Hace poco me preguntó por qué mi insistidera alrededor de Nadie. Me parece que esta mañana es propicia para intentar una respuesta, porque al asomarme a la ventana veo que todo transcurre bajo el dominio silencioso de Nadie.
Le respondo que tal vez, y solamente tal vez, sea porque Nadie me resulta un personaje tan inasible como la poesía misma, como el viento al que no vemos pero que sentimos que pasa porque hacia él miran las hojas de los árboles y las veletas. Y porque en verdad todos somos un conato de nadies, un paréntesis entre dos nadas.
En el plano humano, Nadie puede ser un N.N. O tal vez Ahasverus, el judío errante de la leyenda que cambia de nombres y puede llamarse Isaac Lequedem o Juan Espera en Dios, o en nuestra cotidianidad, el que salió del mundo sin dejar sus huellas particulares. Ulises tuvo por nombre Nadie, como lo llamaban sus compañeros de aventura mientras se alejaban o regresaban de Itaca.
En un plano moderno puede ser un grisáceo escribiente llamado Bartleby, un auténtico don Nadie que según parece solo tuvo tratos con Herman Melville. O tal vez el Capitán Nemo, o Capitán Nadie, a bordo del “Nautilus”, un personaje del que tuve noticias por algunas infidencias de Julio Verne. Todo esto, amorosa Mariana Ruiz, fue lo que me impulsó a escribir “Cartas a Ninguem”.

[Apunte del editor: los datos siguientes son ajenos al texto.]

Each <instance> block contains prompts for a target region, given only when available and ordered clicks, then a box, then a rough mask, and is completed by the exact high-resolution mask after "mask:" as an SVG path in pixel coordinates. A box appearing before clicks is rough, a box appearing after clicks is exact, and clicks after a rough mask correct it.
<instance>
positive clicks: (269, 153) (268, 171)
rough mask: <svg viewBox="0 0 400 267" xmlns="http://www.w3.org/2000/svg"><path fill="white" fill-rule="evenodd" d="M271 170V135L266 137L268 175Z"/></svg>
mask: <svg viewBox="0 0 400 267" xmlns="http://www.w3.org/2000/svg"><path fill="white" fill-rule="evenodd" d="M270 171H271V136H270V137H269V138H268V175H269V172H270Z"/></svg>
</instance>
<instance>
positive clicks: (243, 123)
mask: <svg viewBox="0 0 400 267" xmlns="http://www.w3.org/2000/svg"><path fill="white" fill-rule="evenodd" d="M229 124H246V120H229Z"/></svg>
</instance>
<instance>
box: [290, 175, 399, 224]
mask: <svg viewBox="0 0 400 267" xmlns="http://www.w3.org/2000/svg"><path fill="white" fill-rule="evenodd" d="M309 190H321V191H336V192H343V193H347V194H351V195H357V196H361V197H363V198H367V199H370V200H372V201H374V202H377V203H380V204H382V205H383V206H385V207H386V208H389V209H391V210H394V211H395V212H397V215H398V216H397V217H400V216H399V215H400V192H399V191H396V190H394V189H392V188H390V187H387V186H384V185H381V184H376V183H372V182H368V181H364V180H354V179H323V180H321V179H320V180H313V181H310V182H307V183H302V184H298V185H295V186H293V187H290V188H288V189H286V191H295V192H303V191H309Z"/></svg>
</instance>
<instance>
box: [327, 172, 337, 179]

En 1990 se me volvió a aparecer Nadie en el Jardín Botánico de Medellín. Mientras leía unos versos de poeta en Nueva York donde García Lorca habla de “las rosas maniatadas por los fabricantes de perfumes”. Un hombre anciano con unas grandes tijeras cruzó el patio de azaleas y pareció esfumarse en un paisaje de olor. Ese domingo empecé a garabatear una “Breve historia de Nadie”, poema en prosa que es además un homenaje a Vladimir Nabokov:
Dice el señor Nabokov que la literatura no nació cuando un niño de un valle del Neandertal llegó gritando: ¡un lobo!, ¡un lobo!, y tras de él, cuatro patas al aire, un lobo gris blandía su lengua chasqueante. Dice, mejor, que la literatura nació cuando un niño de un valle del Neandertal llegó gritando: ¡un lobo!, ¡un lobo!, y tras de él Nadie venía. Desde entonces Nadie es un eterno personaje, un fantasma en los valles del poema.
Que recuerde, he leído poemas sobre Nadie, el ya citado de Paul Celan, (“la nada es la rosa de nadie”) en Enzensberger (“Oda a Nadie”), o uno que tengo olvidado de Emily Dickinson.
Nadie es un fantasma que entra y sale por muy largos trechos de la poesía del mundo, vadea aduanas y es más apátrida que el viento. Me asaltó por primera vez en 1973 y sin aviso me visita a cada tanto. Con el poema “Nadie” abro mi primer libro “Memoria del Agua”. Luego, dado su carácter tozudo y entrometido, husmea en mis versos como uno de esos inoportunos que se asoman a nuestras espaldas a fisgonear lo que leemos o escribimos.
Últimamente, Mariana, asalta algunas páginas sin mi permiso. En “Cartas a ninguem”, que como ya sabe salió en días de pre-cuarentena, una época muy en la órbita de Nadie, se me volvió a atravesar. No es en balde que el libro tiene en la tapa un dibujo de Juan Antonio Roda titulado “Retrato de un desconocido”.
Por supuesto, mi Nadie no es el legendario soldado desconocido que mantiene una antorcha encendida en su tumba. Yo preferiría la tumba del poeta desconocido, porque estoy seguro que son centenares los que se llevaron el secreto de ser grandes poetas, mientras otros se dedican al usufructo del aplauso.
Hoy, que por las plazoletas y las calles se pasean Nadie y Ninguno como Pedro por su casa, me siento en cierta forma entre familia. Nadie toca a mi puerta. Nadie viene a venderme un seguro de vida ni a garantizarme el Paraíso. Ni siquiera los Mormones. Nadie intenta venderme una rosa roja robada en el jardín de Paul Celan. Nadie me trae una carta pero cuando la trae tiene una dirección equivocada. Creo que en verdad es un mensaje para un Coronel que no conozco y que según parece vive en un pueblo insomne del Caribe.